つぶあんとこしあんにカロリーや栄養価の違いはある?

粒あんとこしあんでカロリーや栄養価に違いはあるのでしょうか?

カロリーは100gあたり、

  • つぶあんが244キロカロリー
  • こしあんは155キロカロリー

とこしあんの方がカロリーが少ないです。

ポリフェノールや鉄分が多いのはつぶあんそれともこしあん?

では栄養価ですが、同じあんこなのでほぼ変わらないと思うかもしれません。

ですが、つぶあんの皮に栄養がたくさん含まれています。

となると同じ重さで比較すると皮の分つぶあんの方が栄養価が高くなります。

特に抗酸化成分のサポニンは小豆の皮の部分にしか含まれていない成分です。

そして食物繊維やポリフェノールもつぶあんの方が多いです。

そのためこしあんのようかんなどの和菓子よりもつぶあんのおはぎ、たい焼き、いちご大福の方がポリフェノールや食物繊維の量が多いです。

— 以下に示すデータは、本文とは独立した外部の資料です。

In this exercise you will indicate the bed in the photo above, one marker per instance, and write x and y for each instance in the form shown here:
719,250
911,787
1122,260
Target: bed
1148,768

ですが鉄分は皮よりも実に多く含まれるので、こしあんの方が多く含まれています。

あんこの鉄分は冬の肌トラブルにも効果があります。

あんこに含まれる鉄分はほうれん草の1.4倍とかなり豊富です。

※あんこの鉄分2.8㎎、ほうれん草2.0㎎

乾燥すると肌のコラーゲンがダメージを受けますが、あんこに含まれる鉄分がコラーゲンを作るのに必要です。

(その他にもタンパク質、ビタミンCもコラーゲンには必要です)

鉄分が取れる和菓子は 草餅ときなこおはぎ(こしあん)よもぎやきなこにも鉄分が多いのでダブルの効果が期待できます。

赤飯の栄養を逃がさない食べ方

甘い物が苦手な人は赤飯で栄養を摂りましょう。

その場合赤飯を炊く前に小豆を冷凍にするのがおすすめです。

小豆を茹でから冷凍にすることで細胞壁がこわれ、栄養成分が吸収しやすくなります。

まとめ

  • あんこの原料小豆はポリフェノールがワインの1.5倍もある
  • 炭水化物が多いが食物繊維と難消化性でんぷんで腸内環境を改善する
  • ダイエット・健康・美容効果が期待できる
  • こしあんは低カロリー、つぶあんは栄養価が高い

といった特徴があります。

また小豆からあんこにしても新しい抗酸化成分のメラノイジンが発生するので、ポリフェノールの量は減りますが、抗酸化成分の量は増えます。

そして栄養価に関しては

  • タンニンやポリフェノールなどの抗酸化成分はつぶあんが豊富
  • 鉄分はこしあんが豊富

と言われています。

悩んでいる症状に合わせて選んでください。

今まであんこは太るからと遠慮していたかもしれませんが、実はダイエットに良い食べ物だったのです。

ただ、ついつい食べてしまいがちになるので食べ過ぎだけは注意しましょう。